L’alpinismo è una disciplina (forse farei meglio a scrivere una passione) che ha sempre avuto seri problemi con il lutto e la morte. Il primo motivo è semplice: l’alpinismo l’hanno sempre raccontato gli alpinisti e non le persone li aspettavano a valle – genitori, fratelli, figli, fidanzate e fidanzati –, sperando di vederli tornare sani e salvi. Il punto di vista cambia tutto. Faccio un esempio. In molti gridarono allo scandalo quando Alison Hargreaves morì sul K2 perché consideravano immorale che una mamma lasciasse due orfani per soddisfare la passione. Ma ai padri non è forse concesso da sempre? Evidentemente non era una questione di genere, ma di rischio e responsabilità. Credo che l’essenza del gioco-scalata sia sempre la stessa – amore e ossessione – e che in due secoli non sia cambiato niente. Continuiamo a chiederci il perché e continuano a mancarci le parole. Forse la storia degli alpinisti non dovrebbe scriverla chi scala le montagne ma chi resta giù ad aspettare.

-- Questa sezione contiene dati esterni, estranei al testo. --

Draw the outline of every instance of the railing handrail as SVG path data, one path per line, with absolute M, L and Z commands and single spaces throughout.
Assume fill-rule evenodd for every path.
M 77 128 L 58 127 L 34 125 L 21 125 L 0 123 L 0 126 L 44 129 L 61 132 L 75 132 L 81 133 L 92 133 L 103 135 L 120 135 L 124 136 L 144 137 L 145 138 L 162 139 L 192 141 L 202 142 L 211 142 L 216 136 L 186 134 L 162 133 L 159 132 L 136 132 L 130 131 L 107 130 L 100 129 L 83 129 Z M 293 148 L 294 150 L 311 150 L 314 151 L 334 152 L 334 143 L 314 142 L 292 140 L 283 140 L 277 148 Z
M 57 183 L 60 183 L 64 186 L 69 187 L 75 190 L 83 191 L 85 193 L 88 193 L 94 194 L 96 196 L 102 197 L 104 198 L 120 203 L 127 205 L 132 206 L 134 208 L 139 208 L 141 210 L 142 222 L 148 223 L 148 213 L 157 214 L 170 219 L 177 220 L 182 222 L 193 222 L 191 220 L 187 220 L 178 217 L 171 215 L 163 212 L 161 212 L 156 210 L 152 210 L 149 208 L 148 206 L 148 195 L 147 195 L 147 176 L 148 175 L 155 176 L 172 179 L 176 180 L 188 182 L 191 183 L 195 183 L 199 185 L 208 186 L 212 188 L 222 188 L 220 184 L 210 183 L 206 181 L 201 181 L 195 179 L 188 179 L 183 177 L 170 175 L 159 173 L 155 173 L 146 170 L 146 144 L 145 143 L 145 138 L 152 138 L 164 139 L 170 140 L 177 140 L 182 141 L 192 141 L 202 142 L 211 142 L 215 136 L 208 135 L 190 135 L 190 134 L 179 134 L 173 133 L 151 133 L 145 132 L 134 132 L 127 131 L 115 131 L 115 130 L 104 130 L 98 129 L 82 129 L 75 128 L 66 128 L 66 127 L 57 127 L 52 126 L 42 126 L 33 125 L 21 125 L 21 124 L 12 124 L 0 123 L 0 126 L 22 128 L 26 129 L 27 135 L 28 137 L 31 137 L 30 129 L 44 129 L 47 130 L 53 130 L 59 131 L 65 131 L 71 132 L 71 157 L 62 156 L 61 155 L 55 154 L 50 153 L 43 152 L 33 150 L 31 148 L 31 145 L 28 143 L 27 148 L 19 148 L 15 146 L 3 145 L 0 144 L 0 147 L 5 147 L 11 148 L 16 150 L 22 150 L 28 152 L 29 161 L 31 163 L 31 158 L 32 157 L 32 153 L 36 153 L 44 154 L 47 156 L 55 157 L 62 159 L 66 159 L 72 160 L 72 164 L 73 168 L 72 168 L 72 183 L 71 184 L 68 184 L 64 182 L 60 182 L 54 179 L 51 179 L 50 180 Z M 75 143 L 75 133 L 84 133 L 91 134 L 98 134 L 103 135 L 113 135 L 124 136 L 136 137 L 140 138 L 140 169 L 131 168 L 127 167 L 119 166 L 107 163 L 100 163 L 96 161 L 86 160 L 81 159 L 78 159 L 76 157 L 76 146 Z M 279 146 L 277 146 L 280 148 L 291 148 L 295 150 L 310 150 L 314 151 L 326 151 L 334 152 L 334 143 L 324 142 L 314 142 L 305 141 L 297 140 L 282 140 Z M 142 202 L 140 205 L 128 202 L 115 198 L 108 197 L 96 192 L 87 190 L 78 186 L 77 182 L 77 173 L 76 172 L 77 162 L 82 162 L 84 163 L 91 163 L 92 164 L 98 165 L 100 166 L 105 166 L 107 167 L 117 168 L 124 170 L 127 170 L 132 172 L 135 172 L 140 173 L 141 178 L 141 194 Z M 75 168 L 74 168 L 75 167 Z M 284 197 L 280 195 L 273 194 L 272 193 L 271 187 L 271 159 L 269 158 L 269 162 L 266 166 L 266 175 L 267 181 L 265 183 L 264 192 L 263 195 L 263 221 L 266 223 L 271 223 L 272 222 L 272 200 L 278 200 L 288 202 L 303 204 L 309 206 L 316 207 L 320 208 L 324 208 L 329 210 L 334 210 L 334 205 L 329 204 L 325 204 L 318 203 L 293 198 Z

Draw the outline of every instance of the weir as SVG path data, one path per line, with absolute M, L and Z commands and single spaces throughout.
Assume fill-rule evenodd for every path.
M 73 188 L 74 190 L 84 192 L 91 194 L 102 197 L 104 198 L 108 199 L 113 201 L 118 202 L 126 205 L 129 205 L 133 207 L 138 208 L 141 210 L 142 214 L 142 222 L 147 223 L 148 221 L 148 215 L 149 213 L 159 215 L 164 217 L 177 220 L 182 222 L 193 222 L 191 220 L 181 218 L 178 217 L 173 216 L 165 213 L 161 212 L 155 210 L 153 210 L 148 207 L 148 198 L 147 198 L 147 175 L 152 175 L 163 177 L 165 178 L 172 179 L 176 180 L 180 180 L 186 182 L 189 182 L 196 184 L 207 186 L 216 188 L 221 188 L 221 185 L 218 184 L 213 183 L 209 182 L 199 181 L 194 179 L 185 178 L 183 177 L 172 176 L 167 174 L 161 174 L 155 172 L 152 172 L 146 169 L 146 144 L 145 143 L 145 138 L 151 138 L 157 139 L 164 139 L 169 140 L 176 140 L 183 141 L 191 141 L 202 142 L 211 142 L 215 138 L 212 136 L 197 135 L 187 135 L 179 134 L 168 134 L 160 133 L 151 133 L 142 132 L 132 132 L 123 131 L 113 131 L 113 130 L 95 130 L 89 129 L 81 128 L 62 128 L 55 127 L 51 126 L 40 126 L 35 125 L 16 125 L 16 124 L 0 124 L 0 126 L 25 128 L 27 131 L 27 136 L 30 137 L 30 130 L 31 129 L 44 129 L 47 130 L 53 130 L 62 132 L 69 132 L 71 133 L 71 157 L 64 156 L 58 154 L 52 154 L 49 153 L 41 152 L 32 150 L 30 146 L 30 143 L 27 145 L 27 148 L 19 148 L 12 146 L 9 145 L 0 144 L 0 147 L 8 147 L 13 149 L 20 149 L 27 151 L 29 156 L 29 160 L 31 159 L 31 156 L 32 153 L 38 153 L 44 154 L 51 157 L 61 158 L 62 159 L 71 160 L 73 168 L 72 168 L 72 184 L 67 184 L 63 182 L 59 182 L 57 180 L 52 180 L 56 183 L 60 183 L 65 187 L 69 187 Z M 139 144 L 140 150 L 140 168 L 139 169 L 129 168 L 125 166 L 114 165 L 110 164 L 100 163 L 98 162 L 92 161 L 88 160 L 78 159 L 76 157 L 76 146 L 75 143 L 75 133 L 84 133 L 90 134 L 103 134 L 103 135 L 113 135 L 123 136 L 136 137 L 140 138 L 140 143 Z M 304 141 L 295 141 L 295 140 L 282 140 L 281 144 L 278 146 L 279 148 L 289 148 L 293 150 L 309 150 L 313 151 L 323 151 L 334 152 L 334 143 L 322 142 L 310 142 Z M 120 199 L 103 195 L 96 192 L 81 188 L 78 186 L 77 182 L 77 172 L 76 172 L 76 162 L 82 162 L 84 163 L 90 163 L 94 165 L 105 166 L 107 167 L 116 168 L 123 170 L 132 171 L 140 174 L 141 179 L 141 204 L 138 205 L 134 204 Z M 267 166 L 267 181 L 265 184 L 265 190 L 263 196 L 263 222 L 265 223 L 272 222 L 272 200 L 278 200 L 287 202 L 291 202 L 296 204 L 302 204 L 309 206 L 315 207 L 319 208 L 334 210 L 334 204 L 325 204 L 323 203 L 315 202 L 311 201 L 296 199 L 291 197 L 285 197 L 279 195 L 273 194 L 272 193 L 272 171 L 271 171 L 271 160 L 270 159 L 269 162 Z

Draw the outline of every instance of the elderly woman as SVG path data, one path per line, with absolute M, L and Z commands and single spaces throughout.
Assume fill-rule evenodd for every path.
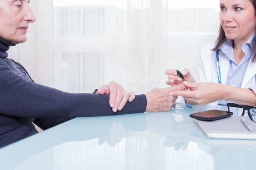
M 114 82 L 93 94 L 64 92 L 35 83 L 20 64 L 8 58 L 10 46 L 25 42 L 35 21 L 29 0 L 0 0 L 0 147 L 76 117 L 169 110 L 183 85 L 155 88 L 145 95 L 128 92 Z M 128 100 L 129 102 L 127 102 Z

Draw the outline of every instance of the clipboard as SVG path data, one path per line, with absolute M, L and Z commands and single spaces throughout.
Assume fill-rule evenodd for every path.
M 249 131 L 240 120 L 241 116 L 232 116 L 212 121 L 194 119 L 205 136 L 210 139 L 256 140 L 256 123 L 244 117 L 253 128 Z

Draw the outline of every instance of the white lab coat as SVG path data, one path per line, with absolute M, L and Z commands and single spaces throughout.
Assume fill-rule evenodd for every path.
M 202 47 L 200 51 L 199 66 L 199 81 L 201 82 L 212 82 L 218 83 L 217 68 L 216 67 L 216 52 L 211 50 L 215 47 L 215 41 L 208 42 Z M 219 64 L 221 75 L 221 82 L 226 84 L 230 65 L 230 60 L 223 53 L 219 54 Z M 248 88 L 256 83 L 256 62 L 250 61 L 242 84 L 241 88 Z M 218 101 L 210 104 L 217 105 Z

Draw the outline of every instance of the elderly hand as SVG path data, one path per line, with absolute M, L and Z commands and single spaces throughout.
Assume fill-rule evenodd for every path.
M 188 68 L 186 68 L 181 71 L 185 78 L 188 82 L 195 82 L 195 79 L 190 74 L 190 71 Z M 166 81 L 166 84 L 174 86 L 180 84 L 182 84 L 184 81 L 177 75 L 176 70 L 167 70 L 165 72 L 166 74 L 168 75 L 168 80 Z
M 121 110 L 127 100 L 131 102 L 135 98 L 135 93 L 134 91 L 125 91 L 121 85 L 117 84 L 114 81 L 101 87 L 96 93 L 102 95 L 109 94 L 109 105 L 115 113 L 117 110 Z
M 183 84 L 180 84 L 164 88 L 153 88 L 145 94 L 147 100 L 146 111 L 153 112 L 170 110 L 177 99 L 177 96 L 170 96 L 170 93 L 182 91 L 186 88 Z
M 226 85 L 213 82 L 189 83 L 184 82 L 187 88 L 198 88 L 195 91 L 176 91 L 170 94 L 171 96 L 182 96 L 184 99 L 193 102 L 201 106 L 224 99 Z

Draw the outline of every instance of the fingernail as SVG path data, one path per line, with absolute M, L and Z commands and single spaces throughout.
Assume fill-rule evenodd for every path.
M 185 74 L 186 73 L 186 72 L 185 70 L 183 70 L 183 71 L 181 71 L 181 73 L 182 73 L 182 74 Z
M 111 104 L 111 105 L 110 106 L 110 107 L 111 107 L 111 108 L 113 108 L 114 107 L 114 106 L 115 106 L 115 103 L 112 103 Z
M 118 110 L 119 111 L 121 110 L 122 110 L 122 106 L 119 106 L 119 107 L 118 107 Z
M 114 108 L 113 111 L 115 113 L 115 112 L 116 112 L 116 111 L 117 111 L 117 108 Z

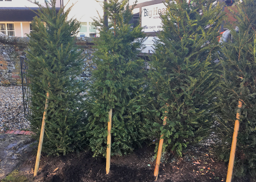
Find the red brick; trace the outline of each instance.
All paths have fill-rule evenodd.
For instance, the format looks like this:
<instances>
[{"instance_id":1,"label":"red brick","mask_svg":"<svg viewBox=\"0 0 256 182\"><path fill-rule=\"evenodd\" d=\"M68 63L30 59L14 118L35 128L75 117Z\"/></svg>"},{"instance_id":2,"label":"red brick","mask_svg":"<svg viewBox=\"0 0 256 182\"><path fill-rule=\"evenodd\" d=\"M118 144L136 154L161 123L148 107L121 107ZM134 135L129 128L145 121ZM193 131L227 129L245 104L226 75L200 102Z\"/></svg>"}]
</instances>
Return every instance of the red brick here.
<instances>
[{"instance_id":1,"label":"red brick","mask_svg":"<svg viewBox=\"0 0 256 182\"><path fill-rule=\"evenodd\" d=\"M18 130L14 132L14 134L18 134L18 133L20 132L20 130Z\"/></svg>"},{"instance_id":2,"label":"red brick","mask_svg":"<svg viewBox=\"0 0 256 182\"><path fill-rule=\"evenodd\" d=\"M10 130L7 130L5 131L5 134L7 134L7 133L9 133L9 132L11 131Z\"/></svg>"},{"instance_id":3,"label":"red brick","mask_svg":"<svg viewBox=\"0 0 256 182\"><path fill-rule=\"evenodd\" d=\"M23 134L25 132L25 131L24 130L21 131L18 134L18 135L22 135L22 134Z\"/></svg>"},{"instance_id":4,"label":"red brick","mask_svg":"<svg viewBox=\"0 0 256 182\"><path fill-rule=\"evenodd\" d=\"M25 132L23 134L23 135L28 135L29 133L30 133L31 132L31 131L27 131Z\"/></svg>"},{"instance_id":5,"label":"red brick","mask_svg":"<svg viewBox=\"0 0 256 182\"><path fill-rule=\"evenodd\" d=\"M12 75L12 78L20 78L20 77L19 75Z\"/></svg>"},{"instance_id":6,"label":"red brick","mask_svg":"<svg viewBox=\"0 0 256 182\"><path fill-rule=\"evenodd\" d=\"M31 135L31 131L30 131L29 132L27 133L27 134L28 135Z\"/></svg>"},{"instance_id":7,"label":"red brick","mask_svg":"<svg viewBox=\"0 0 256 182\"><path fill-rule=\"evenodd\" d=\"M15 130L12 130L9 132L9 134L12 134L15 132Z\"/></svg>"}]
</instances>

Il secondo elemento è il rischio. Ci piace andare in parete perché bisogna sapersi muovere, scegliere la via, fare delle scelte, essere all’altezza, ma spesso dimentichiamo, o rimuoviamo, il fatto che l’avventura è rischiosa per definizione. Ovviamente non cerchiamo l’incidente, ma ci scaliamo assieme, nel senso che può succedere a tutti e in qualsiasi momento. E qui emerge la reazione: per decenni si è glorificato l’alpinismo eroico che faceva della vetta un altare, dell’incidente una prova e della morte un gesto sacrificale. Giustamente i giovani degli anni settanta hanno detto che era una sciocchezza, che morire in montagna non era né più bello né più virtuoso, ma dalla malattia delle croci si è passati alla retorica opposta, cioè la dissacrazione forzata, l’ironia a tutti i costi, la battuta anche in situazioni difficili e dolorose. La conseguenza è che, prima e dopo, ci sono sempre mancati la parola, il racconto e l’elaborazione dell’ombra. Per la prima volta “Oltre la vetta” sta affrontando e forse in parte risolvendo questo tabù. Guardatela, è una serie profonda e umanissima.